Notre Dame was 6-2-1, but ranked No. 7 in the country. The Fighting Irish had won the previous year in Los Angeles and had gone 7-1-1 in the previous nine against the Trojans.
Irish Defense Dominates
Throughout the course of the 1952 season, USC yielded just 4.3 points per game. In South Bend, however, it was the Notre Dame defense that dominated.
Every time that USC threatened, Notre Dame had an answer. Trailing 9-0 midway through the final quarter, the Trojans were given new life after recovering a fumble inside the Notre Dame 30-yard-line.

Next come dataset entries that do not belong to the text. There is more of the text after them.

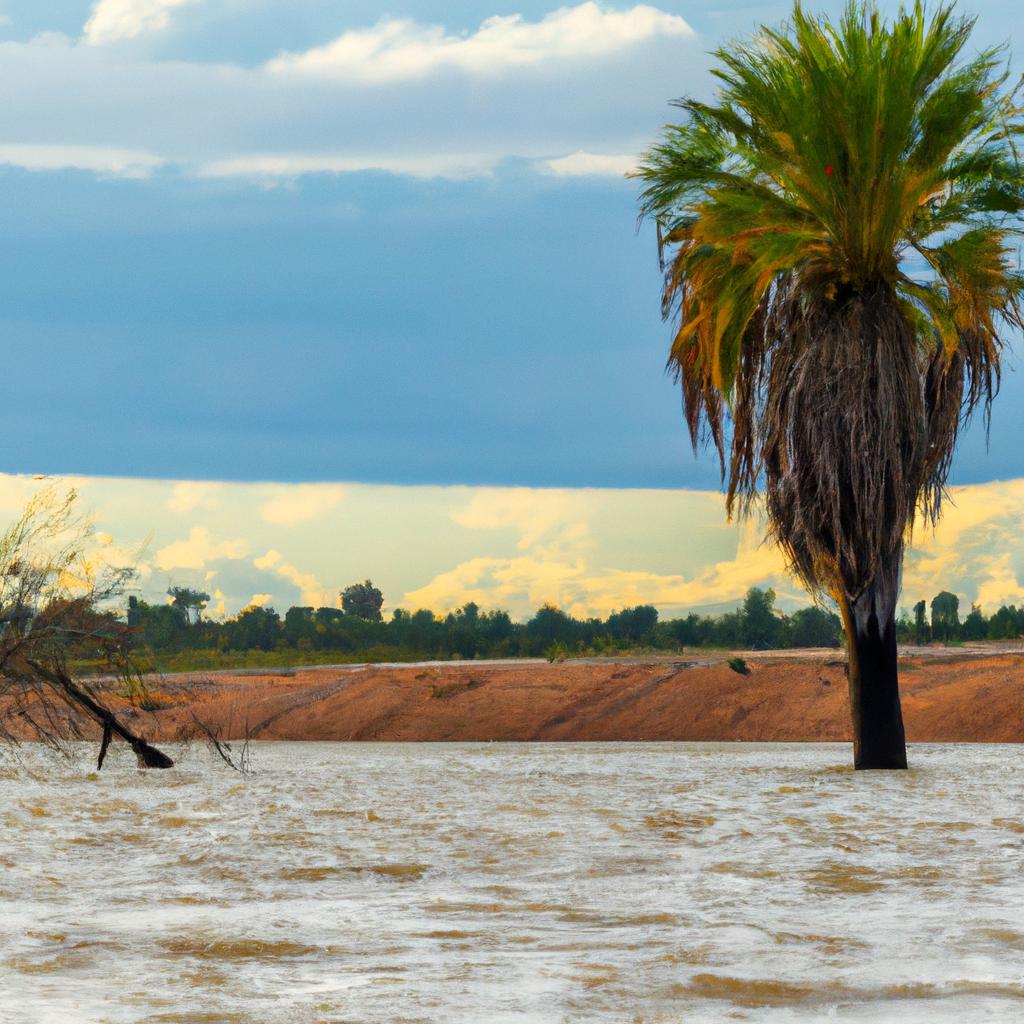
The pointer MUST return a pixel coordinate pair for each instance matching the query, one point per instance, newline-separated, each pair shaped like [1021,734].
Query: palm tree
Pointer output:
[837,228]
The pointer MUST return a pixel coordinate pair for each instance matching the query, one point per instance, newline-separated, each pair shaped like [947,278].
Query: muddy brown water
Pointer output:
[477,883]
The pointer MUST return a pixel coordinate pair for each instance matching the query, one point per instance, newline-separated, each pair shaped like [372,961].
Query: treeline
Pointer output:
[358,629]
[177,631]
[943,625]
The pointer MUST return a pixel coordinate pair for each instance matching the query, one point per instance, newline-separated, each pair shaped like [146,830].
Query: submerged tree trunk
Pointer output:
[879,740]
[146,755]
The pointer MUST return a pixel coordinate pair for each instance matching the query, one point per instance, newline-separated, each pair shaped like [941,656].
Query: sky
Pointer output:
[387,254]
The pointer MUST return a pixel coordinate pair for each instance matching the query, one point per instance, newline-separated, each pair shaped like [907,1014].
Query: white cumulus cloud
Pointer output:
[116,19]
[582,164]
[199,548]
[290,505]
[398,49]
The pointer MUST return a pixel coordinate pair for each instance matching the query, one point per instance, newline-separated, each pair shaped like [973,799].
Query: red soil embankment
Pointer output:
[947,698]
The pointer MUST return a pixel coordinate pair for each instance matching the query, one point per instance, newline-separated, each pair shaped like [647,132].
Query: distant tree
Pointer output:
[633,625]
[945,616]
[922,633]
[832,377]
[51,601]
[253,628]
[1005,625]
[760,625]
[363,600]
[299,625]
[975,626]
[814,627]
[188,603]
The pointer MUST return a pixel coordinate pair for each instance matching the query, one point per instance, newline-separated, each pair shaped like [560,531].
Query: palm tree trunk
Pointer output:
[879,740]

The Notre Dame defense proceeded to turn USC over on downs — just inches shy of the goal line.
Also in the final period, USC moved to the Notre Dame 25-yard-line following a 50-yard completion from Jim Sears to Jim Hayes. On the very next play, Sears was intercepted by Notre Dame’s Dan Shannon.
The game’s lone touchdown came early in the second quarter as John Lattner plunged in from a yard out following a muffed punt by USC. After missing an extra point, Lattner converted a field goal in the third quarter to cap the scoring.
University of Notre Dame
USC would go on to shut out Wisconsin in the Rose Bowl, 7-0. The Trojans finished 10-1 and No. 5 in the final AP Poll. At 7-2-1, Notre Dame finished third.
Over his 11 total seasons as Notre Dame head coach, Frank Leahy went 8-1-1 against USC with three of those wins coming by shutout. Leahy’s final contest against USC in South Bend sent the Trojans from the ranks of the unbeaten and came on this day seven decades ago.